Bugün yazarı o soruya yanıt aradı: "Yasakçılıkta 'dünya şampiyonu' olmamızın sırrı"
Orhan Kemal Cengiz, bugünkü köşesine baskı ve yasakları taşıdı.
Bugün yazarı Orhan Kemal Cengiz, bugünkü köşesinde "Yasakçılıkta
nasıl dünya şampiyonu olduk?" sorusuna yanıt aradı.
Köşesinde dünya çapında Twitter'a gelen 1982 içerik kaldırma
talebinin 1820 tanesinin Türkiye'den geldiğinin bilgisini paylaşan
Cengiz ayrıca, Atilla Taş'a Başbakan Ahmet Davutoğlu tarafından
dava açılmasına da değindi.
Cengiz'in baskı ve yasakları taşıdığı köşe yazısı
şöyle:
Yasakçılıkta nasıl dünya şampiyonu olduk?
Deseler ki, biz “hak”, “özgürlük”, “demokrasi” gibi kelimeleri
sadece köprüyü geçmek için kullandık...
Deseler ki, biz ifade hürriyetine falan inanmıyoruz; biz bireyin
devlet karşısında korunmasına inanmıyoruz...
Ama öyle yapmıyorlar, “ileri demokrasi” diyorlar, “en özgür medya
bizde”, “en özgür ifade bizde” diyorlar...
İşte bu yüzden darbecilerden beter durumdalar.
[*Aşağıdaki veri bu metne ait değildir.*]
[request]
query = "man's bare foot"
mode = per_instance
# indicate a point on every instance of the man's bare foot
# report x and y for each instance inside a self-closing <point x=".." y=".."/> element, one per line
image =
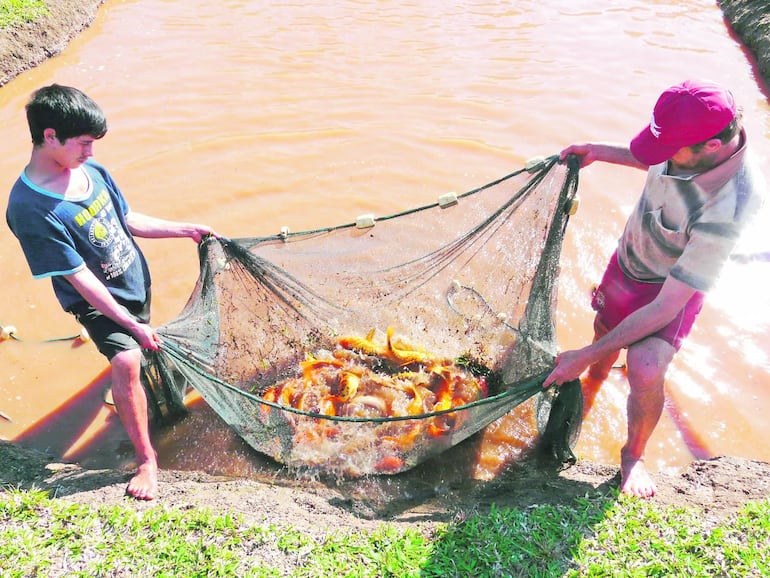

Hiç olmazsa,
darbeciler yaptıklarını sadece inkâr ediyorlardı.
İşkence yapmıyoruz diyorlardı; medyayı engellemiyoruz
diyorlardı...
Yalandı söyledikleri ama zaten onlar darbeciydi...
Bu iktidar sadece kötü olanı, kötüye gidişi inkâr etmiyor, tam
tersini söylüyor olan bitenin ve bizim de bunlara inanmamızı
istiyorlar.
Twitter geçtiğimiz günlerde 2014’ün ikinci yarısında dünyanın
değişik ülkelerinden gelen içerik kaldırma taleplerini açıkladı.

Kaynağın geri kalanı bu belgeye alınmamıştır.